I’m working on Windows RDMA(Network Direct) with WinOF-2 driver installed. I found the write and send API is
extremely slow in multi-threads scenario using one QP, it seems there may be locks inside these APIs implementation.
latency of APIs call are roughly as belowing:
300 ns if using 1 thread
600~700ns using 2 threads
5000~5700ns using 5 threads
10~15us (microseconds) using 10 threads
Why is this ?
Can I got source codes of WinOF-2 driver somewhere ?
Thank you for posting your query on our community.
Regarding your concern for poor throughput, single QP does not provide full line rate. Our design is built for running multiple QPs in parallel thus compensating the single QP rate limit. It is a design limitation, and we don’t have any tuning for it. So, to achieve the full throughput, we would recommend testing with two QPs.
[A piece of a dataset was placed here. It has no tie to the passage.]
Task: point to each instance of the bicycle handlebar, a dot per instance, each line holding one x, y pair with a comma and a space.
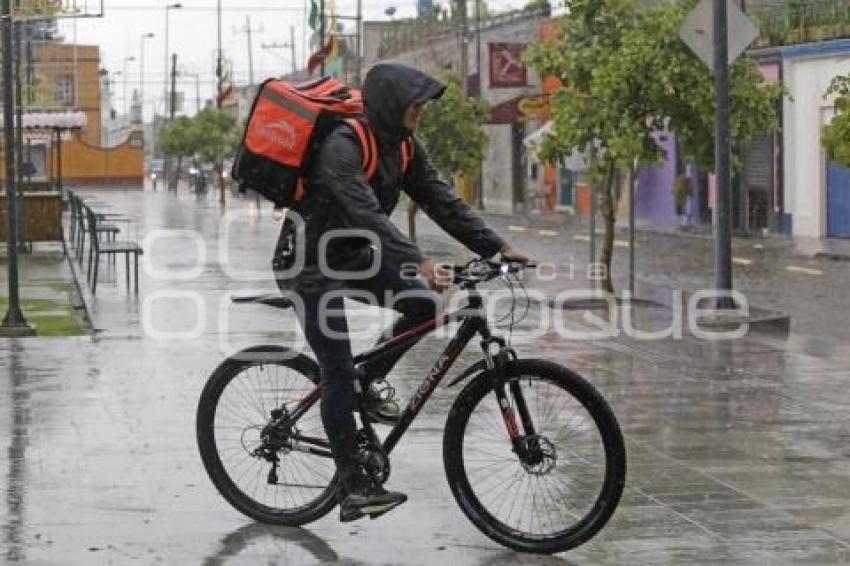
482, 270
Regarding your question about WinOF-2 source code, we would like to inform you that it is not publicly available. Our engineering team cannot provide it unless there is a special justification for such a request.
If you require further assistance on this, I would suggest you to open a support case for further investigation of the issue. The support ticket can be opened by emailing "Networking-support@nvidia.com "
Please note that an active support contract would be required for the same. If you do not have a current support contract, please reach out to our Contracts team at networking-contracts@nvidia.com
Hi, does this reply means I should not use one QP in multi-threads, for Sending and Writing ?
I may not need to full line rate or achieve the full throughput, one QP is enough for my upper layer APPs, but must with multi-threads supported.
What I care is: are there some methods to optimize latency of Send or Write API in multi-threads environment, the latency of one single call seems to linearly grows along with the number of threads, which really upset me.